You must be of sound mind when you create your durable power of attorney for finances. When you sign the document, no one makes a determination about your mental state. The issue will come up only if someone goes to court and challenges the durable power of attorney, claiming that you weren't mentally competent when you signed it. That kind of lawsuit is very rare.
Even in the highly unlikely event of a court hearing, the competency requirement is not difficult to satisfy. If you understood what you were doing when you signed your durable power of attorney, that's enough. To make this determination, a judge would probably question any witnesses who watched you sign the document and others who knew you well at the time. There would be no general inquiry into your life. It wouldn't matter, for example, that you were occasionally forgetful or absentminded around the time when you signed your power of attorney document.
It's reasonable for someone to want to make sure that your durable power of attorney is still valid and hasn't been changed or revoked. To reassure other people, your attorney-in-fact can show that person the power of attorney document. To lay any fears to rest, it clearly states that any person who receives a copy of the document may accept it without the risk of legal liability—unless he or she knows that the document has been revoked.
Laws in most states also protect people who rely on apparently valid powers of attorney. For example, many states have laws stating that a written, signed power of attorney is presumed valid, and a third party may rely on it.
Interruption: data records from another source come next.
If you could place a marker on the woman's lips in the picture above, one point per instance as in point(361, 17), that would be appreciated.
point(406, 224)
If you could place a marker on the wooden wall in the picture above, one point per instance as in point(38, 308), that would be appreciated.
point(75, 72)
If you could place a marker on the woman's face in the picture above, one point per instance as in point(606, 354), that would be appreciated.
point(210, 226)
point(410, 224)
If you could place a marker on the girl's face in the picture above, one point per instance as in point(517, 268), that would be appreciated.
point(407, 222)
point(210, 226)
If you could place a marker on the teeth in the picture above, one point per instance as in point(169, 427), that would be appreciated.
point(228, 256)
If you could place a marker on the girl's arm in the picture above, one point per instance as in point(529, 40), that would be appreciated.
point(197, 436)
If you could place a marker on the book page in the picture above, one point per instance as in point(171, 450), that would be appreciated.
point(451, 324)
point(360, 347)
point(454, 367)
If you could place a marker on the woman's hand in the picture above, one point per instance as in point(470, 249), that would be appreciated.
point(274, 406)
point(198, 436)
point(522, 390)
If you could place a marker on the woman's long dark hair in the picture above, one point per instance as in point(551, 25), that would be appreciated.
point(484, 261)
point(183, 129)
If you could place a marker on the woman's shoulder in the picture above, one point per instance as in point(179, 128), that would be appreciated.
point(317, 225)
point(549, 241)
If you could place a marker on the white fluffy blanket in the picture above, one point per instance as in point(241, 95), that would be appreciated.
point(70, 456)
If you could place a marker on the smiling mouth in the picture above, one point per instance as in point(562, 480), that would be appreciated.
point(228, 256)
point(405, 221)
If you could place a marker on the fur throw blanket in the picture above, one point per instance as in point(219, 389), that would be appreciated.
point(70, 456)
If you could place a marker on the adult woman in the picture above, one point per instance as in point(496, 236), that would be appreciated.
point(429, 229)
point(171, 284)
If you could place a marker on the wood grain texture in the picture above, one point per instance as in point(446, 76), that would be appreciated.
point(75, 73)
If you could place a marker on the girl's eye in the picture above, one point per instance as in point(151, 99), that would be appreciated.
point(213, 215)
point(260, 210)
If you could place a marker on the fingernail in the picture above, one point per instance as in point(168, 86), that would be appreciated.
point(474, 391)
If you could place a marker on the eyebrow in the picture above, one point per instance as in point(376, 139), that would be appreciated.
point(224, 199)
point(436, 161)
As a last resort, the attorney-in-fact can sign a sworn statement or affidavit in front of a notary public, stating that as far as he or she knows, the durable power of attorney has not been revoked and that you are still alive. Most states have laws that make such a statement conclusive proof that the durable power of attorney is in fact still valid.
Any other person who relies on a durable power of attorney must be sure that the attorney-in-fact has the power he or she claims to have. That means the person must examine the document to see what power it grants.
Nolo's Durable Power of Attorney is very specific about the attorney-in-fact's powers. For example, if you give your attorney-in-fact authority over your banking transactions, the document expressly states that the attorney-in-fact is empowered to write checks on your behalf. Your attorney-in-fact can point to the paragraph that grants that authority, so a doubting bank official can read it in black and white.
An attorney-in-fact who runs into resistance should seek, politely but insistently, someone higher up in the bureaucracy.
If you think someone is likely to challenge the legitimacy of your durable power of attorney, you can take several steps to head off problems:
An experienced estate planning lawyer can answer questions about your durable power of attorney and about your other estate planning documents as well. For example, you may also be expecting challenges to your will, a trust or health care wishes. The lawyer can put your fears to rest by answering your questions and reviewing or modifying your documents. He or she can help to ensure that your estate plan will hold up under the challenges of your stubborn relatives. Your attorney can also testify about your mental competency, should the need arise.
You can sign your document in front of witnesses, even if your state does not require it. After watching you sign, the witnesses themselves sign a statement that you appeared to know what you were signing and that you signed voluntarily. If someone later challenges your competency, these witness statements will be strong evidence that you were of sound mind at the time you signed your document.
You may also want to get a doctor's statement around the time you sign your durable power of attorney. The doctor should write, date and sign a short statement saying that he or she has seen you recently and believes you to be mentally competent. You can attach this statement to your power of attorney document. Then, if necessary, your attorney-in-fact can produce the statement as evidence that you were of sound mind when you signed your power of attorney.
You can also use video to record a statement of your intent to make and sign the durable power of attorney. However, using video could work against you if it shows any visible quirks of behavior or language that could be used as evidence that you were not in fact competent when you made your document. If you do make a video, keep a copy of it with your power of attorney document.